Akınlar her şeyden önce toplumsal gelişim sırasında ortaya çıkan olumsuz durumları, sosyal adaletsizlikleri, özellikle devletin yürüttüğü politikalardaki yanlışlıkları kısaca halkın lehine ve aleyhine olacak durumları, bunların çözümlenmesi için yapılması gerekenleri eserlerinde dile getirerek halk ile yöneticiler arasında iletişimi sağlamaya çalışırlar. Akınlar söyledikleriyle dinleyicilerini günlük hayatın olağan akışında uyulması gereken temel insanî kurallara; davranış, duygu ve düşünce kalıplarında bulunması gereken asgarî hassasiyetlere hazırlar. Üstelik bütün bu süreci bir kanun ya da kuralın soğuk ve itici zorlayıcılığı ile değil, insanın fıtratının ihtiyaç duyduğu ahlakî, insanî ve mukaddes bir gereklilik olarak sunarlar. Sonuç olarak akınlar toplum hayatında ortaya çıkan en basit fikirlerden başlayarak en karmaşık, en zor ve en önemli düşüncelerin hazırlayıcısı ve aktarıcısı olarak kabul edilebilir (İrisov, 2001: 43-51).

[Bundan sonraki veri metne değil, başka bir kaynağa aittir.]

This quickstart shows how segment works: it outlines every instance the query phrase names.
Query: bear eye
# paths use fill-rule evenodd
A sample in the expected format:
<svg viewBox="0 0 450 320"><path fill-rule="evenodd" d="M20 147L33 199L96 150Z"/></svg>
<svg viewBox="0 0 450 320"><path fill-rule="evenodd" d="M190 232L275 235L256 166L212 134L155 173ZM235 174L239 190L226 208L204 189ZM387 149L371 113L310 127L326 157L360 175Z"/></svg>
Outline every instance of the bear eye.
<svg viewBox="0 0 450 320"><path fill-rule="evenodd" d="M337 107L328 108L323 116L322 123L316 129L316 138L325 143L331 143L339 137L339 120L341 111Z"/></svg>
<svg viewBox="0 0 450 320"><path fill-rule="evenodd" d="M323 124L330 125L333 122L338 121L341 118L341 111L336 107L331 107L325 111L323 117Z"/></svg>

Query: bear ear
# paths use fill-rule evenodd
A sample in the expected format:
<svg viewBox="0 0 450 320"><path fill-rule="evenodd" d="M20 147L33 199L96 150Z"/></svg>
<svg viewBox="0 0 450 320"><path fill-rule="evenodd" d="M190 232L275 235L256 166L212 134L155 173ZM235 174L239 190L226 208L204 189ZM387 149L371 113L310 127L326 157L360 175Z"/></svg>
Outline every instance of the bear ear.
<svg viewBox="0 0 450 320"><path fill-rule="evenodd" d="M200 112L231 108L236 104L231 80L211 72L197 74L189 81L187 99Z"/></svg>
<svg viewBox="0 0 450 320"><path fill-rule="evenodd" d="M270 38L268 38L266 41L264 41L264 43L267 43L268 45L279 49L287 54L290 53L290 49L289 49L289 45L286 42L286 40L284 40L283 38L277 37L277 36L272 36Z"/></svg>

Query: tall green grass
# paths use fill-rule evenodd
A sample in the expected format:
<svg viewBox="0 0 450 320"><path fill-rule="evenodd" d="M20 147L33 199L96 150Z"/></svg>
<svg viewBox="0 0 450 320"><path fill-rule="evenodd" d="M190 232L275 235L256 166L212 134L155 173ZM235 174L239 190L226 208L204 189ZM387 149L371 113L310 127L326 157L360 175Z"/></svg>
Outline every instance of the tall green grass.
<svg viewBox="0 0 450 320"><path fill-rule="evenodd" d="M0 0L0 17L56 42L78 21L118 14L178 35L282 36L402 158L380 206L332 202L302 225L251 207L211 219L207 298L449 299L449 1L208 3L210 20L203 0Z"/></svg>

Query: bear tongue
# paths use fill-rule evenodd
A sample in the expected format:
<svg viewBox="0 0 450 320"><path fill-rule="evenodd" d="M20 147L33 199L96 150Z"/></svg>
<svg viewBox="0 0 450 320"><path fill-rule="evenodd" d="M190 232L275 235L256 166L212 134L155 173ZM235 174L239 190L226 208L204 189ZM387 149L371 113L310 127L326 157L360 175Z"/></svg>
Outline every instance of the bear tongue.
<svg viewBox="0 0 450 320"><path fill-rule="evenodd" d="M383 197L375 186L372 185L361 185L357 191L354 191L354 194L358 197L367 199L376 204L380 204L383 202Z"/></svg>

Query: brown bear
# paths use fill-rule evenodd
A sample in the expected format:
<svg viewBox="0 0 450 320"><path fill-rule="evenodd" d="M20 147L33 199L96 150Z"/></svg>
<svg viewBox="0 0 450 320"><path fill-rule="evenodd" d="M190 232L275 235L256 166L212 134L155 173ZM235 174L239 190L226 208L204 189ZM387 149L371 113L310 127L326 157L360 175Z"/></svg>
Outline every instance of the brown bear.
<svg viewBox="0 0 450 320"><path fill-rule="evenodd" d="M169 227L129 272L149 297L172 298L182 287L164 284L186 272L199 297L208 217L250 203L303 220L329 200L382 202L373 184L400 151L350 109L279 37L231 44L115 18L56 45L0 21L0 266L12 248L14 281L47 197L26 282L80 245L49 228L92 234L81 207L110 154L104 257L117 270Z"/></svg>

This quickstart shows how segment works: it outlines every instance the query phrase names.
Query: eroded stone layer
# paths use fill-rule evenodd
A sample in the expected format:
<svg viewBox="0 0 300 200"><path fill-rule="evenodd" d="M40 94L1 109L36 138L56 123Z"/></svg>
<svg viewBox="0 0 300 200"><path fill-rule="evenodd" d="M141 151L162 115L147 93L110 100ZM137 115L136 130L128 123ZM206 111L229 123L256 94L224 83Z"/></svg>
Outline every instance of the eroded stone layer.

Bozkır kültürünün en önemli temsilcilerinden olan Kırgızların hayatında şiir büyük öneme sahiptir. Beşikten mezara hayatın bütün safhalarında kimi zaman eğlence aracı olarak, kimi zaman teselli aracı olarak şiir, komuz eşliğinde Kırgızların hep yanında yer alır. Kırgız Türkçesi asırlar boyunca sözlü olarak çeşitli edebi türler içerisinde yaşatılır, Kırgız hayatının her alanı bu dille en üst seviyede anlatılır. Bu şekilde işlek bir mahiyet kazanan ve hayatın tam anlamıyla hafızası, hazinesi haline gelen Kırgız Türkçesi sayesinde köklü ve zengin bir sözlü gelenek meydana getirilir. W. Radloff Kırgız sözlü geleneği ile ilgili olarak kendi el yazmasında şunları söyler:
“Kara Kırgızlar, kendi Türk soydaşlarından konuşmalarındaki özel tarzları ile ayrılırlar. Gerçekten Kırgızların kendi dillerini kullanmalarına hayran olmamak elde değil. Bir Kırgız durmadan, hata yapmadan orijinal şekli ile konuşur. Kendi düşüncesini tam ve anlamlı ifade etmesi dikkati çeker. Hatta konuşmalarında mecazî anlamlı ve sabit kelimeler kullandıkları için çoğu zaman ritmik bir şekilde konuşurlar. Konuşmacılar kolayca insanları cezbeder ve buna bakarak Kırgızların konuşmayı sevdiği söylenebilir. Dinleyiciler de onların konuşmasına değer verir. Onun için Kırgızlarda sözlü halk nazmı çok gelişir ve akınlık geleneği de canlılığını yitirmez. Akının çırakları bile, gelen misafirlere irticalen şiir söyleyebilir.” (Alimov, 2010: 22-23)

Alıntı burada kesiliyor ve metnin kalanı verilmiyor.